Regression Error Distribution#

Imports#

from sklearn.datasets import load_diabetes
from sklearn.ensemble import GradientBoostingRegressor
from sklearn.model_selection import train_test_split

from deepchecks.tabular import Dataset
from deepchecks.tabular.checks import RegressionErrorDistribution

Generating data#

diabetes_df = load_diabetes(return_X_y=False, as_frame=True).frame
train_df, test_df = train_test_split(diabetes_df, test_size=0.33, random_state=42)

train = Dataset(train_df, label='target', cat_features=['sex'])
test = Dataset(test_df, label='target', cat_features=['sex'])

clf = GradientBoostingRegressor(random_state=0)
_ = clf.fit(train.data[train.features], train.data[train.label_name])

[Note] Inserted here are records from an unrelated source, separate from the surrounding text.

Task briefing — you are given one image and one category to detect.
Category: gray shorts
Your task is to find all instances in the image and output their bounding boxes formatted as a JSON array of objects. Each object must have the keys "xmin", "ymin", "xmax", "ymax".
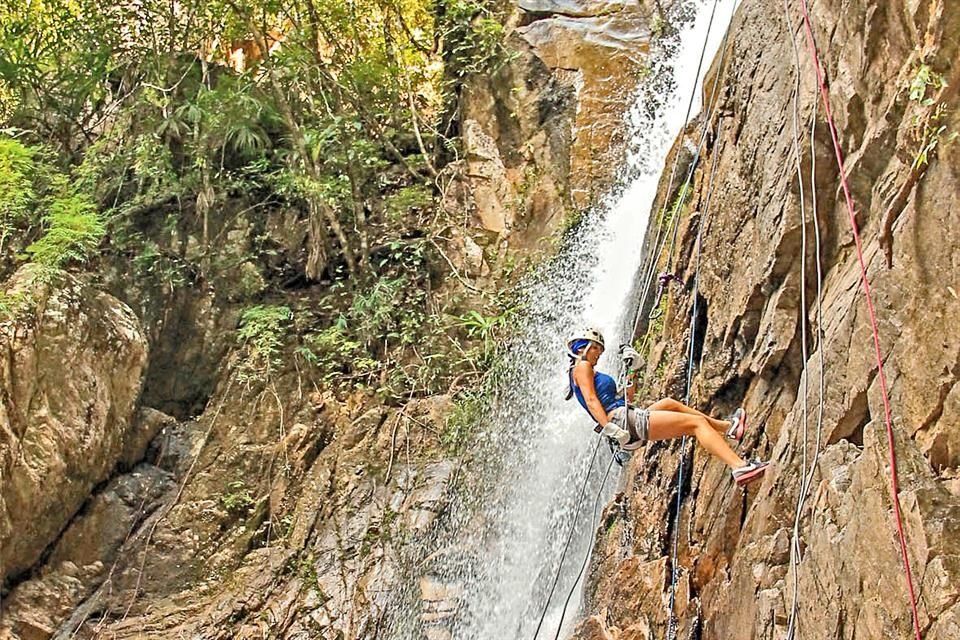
[{"xmin": 610, "ymin": 406, "xmax": 650, "ymax": 442}]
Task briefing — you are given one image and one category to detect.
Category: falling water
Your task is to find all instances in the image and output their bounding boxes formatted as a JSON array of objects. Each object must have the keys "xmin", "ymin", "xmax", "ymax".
[{"xmin": 386, "ymin": 0, "xmax": 737, "ymax": 640}]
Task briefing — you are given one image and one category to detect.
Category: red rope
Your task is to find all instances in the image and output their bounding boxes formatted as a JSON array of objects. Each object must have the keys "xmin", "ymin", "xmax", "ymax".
[{"xmin": 800, "ymin": 0, "xmax": 921, "ymax": 640}]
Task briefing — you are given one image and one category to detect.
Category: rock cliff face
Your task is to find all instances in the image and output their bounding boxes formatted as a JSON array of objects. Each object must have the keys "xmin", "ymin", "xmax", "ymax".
[
  {"xmin": 0, "ymin": 3, "xmax": 653, "ymax": 640},
  {"xmin": 0, "ymin": 268, "xmax": 149, "ymax": 577},
  {"xmin": 576, "ymin": 0, "xmax": 960, "ymax": 640}
]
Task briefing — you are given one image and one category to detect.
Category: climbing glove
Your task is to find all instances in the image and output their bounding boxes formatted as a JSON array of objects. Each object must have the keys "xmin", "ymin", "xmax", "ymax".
[
  {"xmin": 600, "ymin": 422, "xmax": 630, "ymax": 445},
  {"xmin": 620, "ymin": 344, "xmax": 640, "ymax": 369}
]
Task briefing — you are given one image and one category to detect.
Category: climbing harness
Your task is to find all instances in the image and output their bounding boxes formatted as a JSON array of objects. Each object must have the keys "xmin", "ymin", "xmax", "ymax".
[
  {"xmin": 647, "ymin": 271, "xmax": 680, "ymax": 320},
  {"xmin": 533, "ymin": 436, "xmax": 609, "ymax": 640},
  {"xmin": 553, "ymin": 458, "xmax": 623, "ymax": 640},
  {"xmin": 667, "ymin": 97, "xmax": 729, "ymax": 640},
  {"xmin": 656, "ymin": 3, "xmax": 736, "ymax": 640},
  {"xmin": 533, "ymin": 344, "xmax": 639, "ymax": 640},
  {"xmin": 633, "ymin": 0, "xmax": 736, "ymax": 335},
  {"xmin": 800, "ymin": 0, "xmax": 922, "ymax": 640}
]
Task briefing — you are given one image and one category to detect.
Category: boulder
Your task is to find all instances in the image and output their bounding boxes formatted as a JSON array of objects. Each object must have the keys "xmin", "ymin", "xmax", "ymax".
[{"xmin": 0, "ymin": 268, "xmax": 149, "ymax": 580}]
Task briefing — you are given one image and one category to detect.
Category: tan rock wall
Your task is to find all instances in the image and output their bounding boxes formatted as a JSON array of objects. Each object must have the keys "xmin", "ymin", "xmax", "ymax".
[{"xmin": 0, "ymin": 270, "xmax": 153, "ymax": 580}]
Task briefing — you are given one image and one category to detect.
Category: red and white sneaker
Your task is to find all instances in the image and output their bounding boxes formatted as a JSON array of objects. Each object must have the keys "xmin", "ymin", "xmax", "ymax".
[
  {"xmin": 727, "ymin": 407, "xmax": 747, "ymax": 442},
  {"xmin": 732, "ymin": 460, "xmax": 770, "ymax": 487}
]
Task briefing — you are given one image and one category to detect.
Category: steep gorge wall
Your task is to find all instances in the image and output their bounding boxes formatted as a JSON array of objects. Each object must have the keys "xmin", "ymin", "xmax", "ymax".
[
  {"xmin": 0, "ymin": 2, "xmax": 670, "ymax": 640},
  {"xmin": 575, "ymin": 0, "xmax": 960, "ymax": 640}
]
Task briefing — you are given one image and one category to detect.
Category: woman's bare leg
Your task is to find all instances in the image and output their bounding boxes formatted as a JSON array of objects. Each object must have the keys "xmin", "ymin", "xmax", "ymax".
[
  {"xmin": 647, "ymin": 398, "xmax": 730, "ymax": 433},
  {"xmin": 648, "ymin": 409, "xmax": 746, "ymax": 469}
]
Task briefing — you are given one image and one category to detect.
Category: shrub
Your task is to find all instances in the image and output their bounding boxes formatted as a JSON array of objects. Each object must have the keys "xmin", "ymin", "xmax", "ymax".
[
  {"xmin": 237, "ymin": 305, "xmax": 293, "ymax": 381},
  {"xmin": 27, "ymin": 193, "xmax": 105, "ymax": 270}
]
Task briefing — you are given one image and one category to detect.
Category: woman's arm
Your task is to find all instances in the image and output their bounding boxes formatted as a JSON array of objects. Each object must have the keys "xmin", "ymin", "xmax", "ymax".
[{"xmin": 573, "ymin": 360, "xmax": 610, "ymax": 427}]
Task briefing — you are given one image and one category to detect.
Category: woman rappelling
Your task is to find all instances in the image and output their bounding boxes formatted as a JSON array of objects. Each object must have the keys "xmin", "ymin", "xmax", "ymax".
[{"xmin": 567, "ymin": 329, "xmax": 769, "ymax": 486}]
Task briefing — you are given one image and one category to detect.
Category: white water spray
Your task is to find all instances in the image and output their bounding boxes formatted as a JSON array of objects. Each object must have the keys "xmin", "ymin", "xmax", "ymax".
[{"xmin": 386, "ymin": 0, "xmax": 738, "ymax": 640}]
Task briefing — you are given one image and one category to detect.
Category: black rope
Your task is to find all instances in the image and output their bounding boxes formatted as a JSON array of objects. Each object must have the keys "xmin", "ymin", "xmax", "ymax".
[
  {"xmin": 667, "ymin": 20, "xmax": 733, "ymax": 640},
  {"xmin": 553, "ymin": 452, "xmax": 629, "ymax": 640},
  {"xmin": 533, "ymin": 436, "xmax": 612, "ymax": 640}
]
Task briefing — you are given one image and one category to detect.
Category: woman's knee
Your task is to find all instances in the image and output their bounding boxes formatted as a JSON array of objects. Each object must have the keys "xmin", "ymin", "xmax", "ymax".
[{"xmin": 649, "ymin": 398, "xmax": 683, "ymax": 411}]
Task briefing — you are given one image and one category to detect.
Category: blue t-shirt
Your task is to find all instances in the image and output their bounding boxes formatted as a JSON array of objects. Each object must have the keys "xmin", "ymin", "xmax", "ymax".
[{"xmin": 570, "ymin": 369, "xmax": 625, "ymax": 418}]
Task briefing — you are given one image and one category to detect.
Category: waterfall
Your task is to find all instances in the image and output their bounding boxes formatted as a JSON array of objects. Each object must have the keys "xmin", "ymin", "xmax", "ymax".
[{"xmin": 391, "ymin": 0, "xmax": 737, "ymax": 640}]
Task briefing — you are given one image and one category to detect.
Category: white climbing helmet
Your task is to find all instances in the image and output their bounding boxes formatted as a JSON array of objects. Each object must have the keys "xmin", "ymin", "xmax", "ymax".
[{"xmin": 567, "ymin": 327, "xmax": 605, "ymax": 352}]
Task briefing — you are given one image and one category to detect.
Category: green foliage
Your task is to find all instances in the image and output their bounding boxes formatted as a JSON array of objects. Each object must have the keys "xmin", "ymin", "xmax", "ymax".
[
  {"xmin": 237, "ymin": 305, "xmax": 293, "ymax": 381},
  {"xmin": 297, "ymin": 322, "xmax": 380, "ymax": 391},
  {"xmin": 220, "ymin": 480, "xmax": 256, "ymax": 516},
  {"xmin": 454, "ymin": 308, "xmax": 516, "ymax": 369},
  {"xmin": 440, "ymin": 392, "xmax": 488, "ymax": 455},
  {"xmin": 657, "ymin": 182, "xmax": 693, "ymax": 227},
  {"xmin": 133, "ymin": 240, "xmax": 187, "ymax": 291},
  {"xmin": 910, "ymin": 64, "xmax": 947, "ymax": 107},
  {"xmin": 909, "ymin": 64, "xmax": 960, "ymax": 170}
]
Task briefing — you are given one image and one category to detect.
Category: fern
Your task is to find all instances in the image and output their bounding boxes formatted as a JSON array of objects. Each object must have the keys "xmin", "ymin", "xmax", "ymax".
[
  {"xmin": 0, "ymin": 138, "xmax": 36, "ymax": 248},
  {"xmin": 237, "ymin": 305, "xmax": 293, "ymax": 380},
  {"xmin": 27, "ymin": 193, "xmax": 105, "ymax": 270}
]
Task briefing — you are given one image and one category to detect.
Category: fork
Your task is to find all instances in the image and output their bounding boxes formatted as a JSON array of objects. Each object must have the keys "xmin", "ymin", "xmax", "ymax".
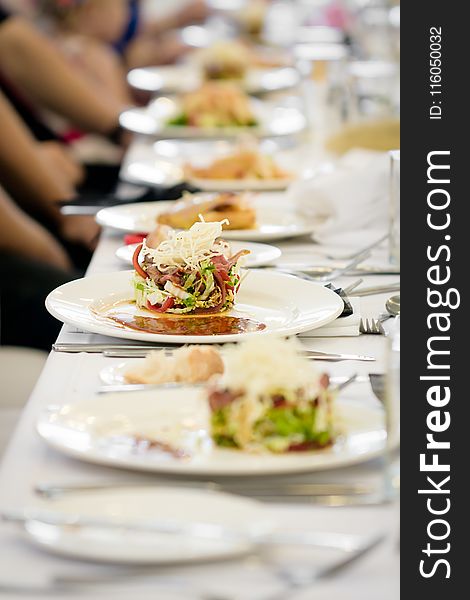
[
  {"xmin": 359, "ymin": 319, "xmax": 386, "ymax": 335},
  {"xmin": 276, "ymin": 250, "xmax": 370, "ymax": 282}
]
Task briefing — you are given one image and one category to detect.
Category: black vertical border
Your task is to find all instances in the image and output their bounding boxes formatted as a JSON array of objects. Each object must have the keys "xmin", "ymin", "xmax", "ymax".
[{"xmin": 401, "ymin": 0, "xmax": 470, "ymax": 600}]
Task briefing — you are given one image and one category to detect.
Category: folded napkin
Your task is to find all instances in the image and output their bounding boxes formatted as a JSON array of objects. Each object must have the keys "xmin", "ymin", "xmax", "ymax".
[
  {"xmin": 287, "ymin": 150, "xmax": 390, "ymax": 241},
  {"xmin": 300, "ymin": 298, "xmax": 361, "ymax": 337}
]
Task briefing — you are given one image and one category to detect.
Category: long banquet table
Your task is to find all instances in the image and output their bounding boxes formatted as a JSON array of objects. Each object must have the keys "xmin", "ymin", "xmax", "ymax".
[{"xmin": 0, "ymin": 146, "xmax": 399, "ymax": 600}]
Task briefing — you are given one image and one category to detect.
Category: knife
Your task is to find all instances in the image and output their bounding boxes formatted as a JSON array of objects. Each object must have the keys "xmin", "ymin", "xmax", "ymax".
[
  {"xmin": 52, "ymin": 343, "xmax": 179, "ymax": 354},
  {"xmin": 0, "ymin": 508, "xmax": 374, "ymax": 552},
  {"xmin": 103, "ymin": 347, "xmax": 375, "ymax": 362},
  {"xmin": 52, "ymin": 343, "xmax": 375, "ymax": 362}
]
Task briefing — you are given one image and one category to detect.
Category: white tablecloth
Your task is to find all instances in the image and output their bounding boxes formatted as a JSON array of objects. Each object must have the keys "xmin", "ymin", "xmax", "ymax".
[{"xmin": 0, "ymin": 157, "xmax": 399, "ymax": 600}]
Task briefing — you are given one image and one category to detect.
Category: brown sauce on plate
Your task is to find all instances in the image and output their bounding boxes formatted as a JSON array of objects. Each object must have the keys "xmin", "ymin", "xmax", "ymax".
[{"xmin": 106, "ymin": 311, "xmax": 266, "ymax": 335}]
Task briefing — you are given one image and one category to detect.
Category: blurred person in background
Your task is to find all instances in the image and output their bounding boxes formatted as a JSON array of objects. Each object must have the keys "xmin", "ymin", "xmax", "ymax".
[
  {"xmin": 39, "ymin": 0, "xmax": 208, "ymax": 72},
  {"xmin": 0, "ymin": 8, "xmax": 135, "ymax": 197},
  {"xmin": 0, "ymin": 188, "xmax": 82, "ymax": 351},
  {"xmin": 0, "ymin": 83, "xmax": 99, "ymax": 350}
]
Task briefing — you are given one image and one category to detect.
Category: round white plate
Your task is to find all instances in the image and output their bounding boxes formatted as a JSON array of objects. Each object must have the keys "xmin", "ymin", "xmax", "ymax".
[
  {"xmin": 24, "ymin": 486, "xmax": 273, "ymax": 565},
  {"xmin": 96, "ymin": 200, "xmax": 318, "ymax": 242},
  {"xmin": 119, "ymin": 97, "xmax": 307, "ymax": 139},
  {"xmin": 119, "ymin": 138, "xmax": 298, "ymax": 191},
  {"xmin": 46, "ymin": 270, "xmax": 344, "ymax": 344},
  {"xmin": 37, "ymin": 386, "xmax": 386, "ymax": 476},
  {"xmin": 116, "ymin": 242, "xmax": 282, "ymax": 267},
  {"xmin": 186, "ymin": 176, "xmax": 295, "ymax": 192},
  {"xmin": 127, "ymin": 65, "xmax": 300, "ymax": 94}
]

Running RegressionErrorDistribution check (normal distribution)#

check = RegressionErrorDistribution()
check.run(test, clf)
Regression Error Distribution


Skewing the data#

test.data[test.label_name] = 150

Running RegressionErrorDistribution check (abnormal distribution)#

check = RegressionErrorDistribution()
check.run(test, clf)
Regression Error Distribution


Total running time of the script: ( 0 minutes 0.288 seconds)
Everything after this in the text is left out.